Teaching Science Outdoors (TSO) is a professional development program for elementary school teachers housed at Michigan State University’s W.K. Kellogg Biological Station. The goal of this project is to increase the ability of teachers to use the outdoors—whether in their schoolyard, neighborhood, or community—as a component of doing strong science teaching aligned with the Next Generation Science Standards (NGSS).
What is TSO?
Teaching Science Outdoors is a professional development (PD) program for kindergarten through fifth grade teachers interested in taking their students and science teaching outdoors. Located at Michigan State University’s W.K. Kellogg Biological Station (KBS) in Southwest Michigan, teachers can enjoy the summer weather on its beautiful grounds while participating in this PD. Each session is one week long with activities planned for about seven hours each day. Teams of 2-3 educators per school/district are encouraged, as a lot of the work is collaborative. One goal of TSO is to help teachers incorporate the Next Generation Science Standards (NGSS), which have been adopted by the state as the Michigan Science Standards (MSS), into their lesson plans. During the week, teachers develop or adapt a lesson to teach their students that includes an outdoor component.
Why do we need TSO?
Outdoor education encourages students to explore, investigate, and learn about natural phenomena. It also has many goals and possible outcomes in the cognitive, affective, and social domains. However, teachers often find it difficult to move the classroom outdoors. With new expectations for science education from the NGSS and MSS, Teaching Science Outdoors offers the chance for teachers to become familiar with the new standards and learn how to incorporate the outdoors into their lessons.

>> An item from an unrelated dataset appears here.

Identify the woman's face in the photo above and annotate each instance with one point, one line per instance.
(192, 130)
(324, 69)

TSO is specifically focused on elementary school teachers, primarily second through fifth grade, and will send them home with lessons and strategies that can be used in their classroom. Also, the training they will receive during the week will teach them to navigate the NGSS and MSS on their own, which will be useful when planning future curricular materials. Finally, TSO aims to inform educators about “reducing the novelty space.” This is a concept from informal education. Taking students out of the classroom for learning experiences introduces many distractions. However, teachers will learn how to prepare students in order to maximize learning during outdoor activities.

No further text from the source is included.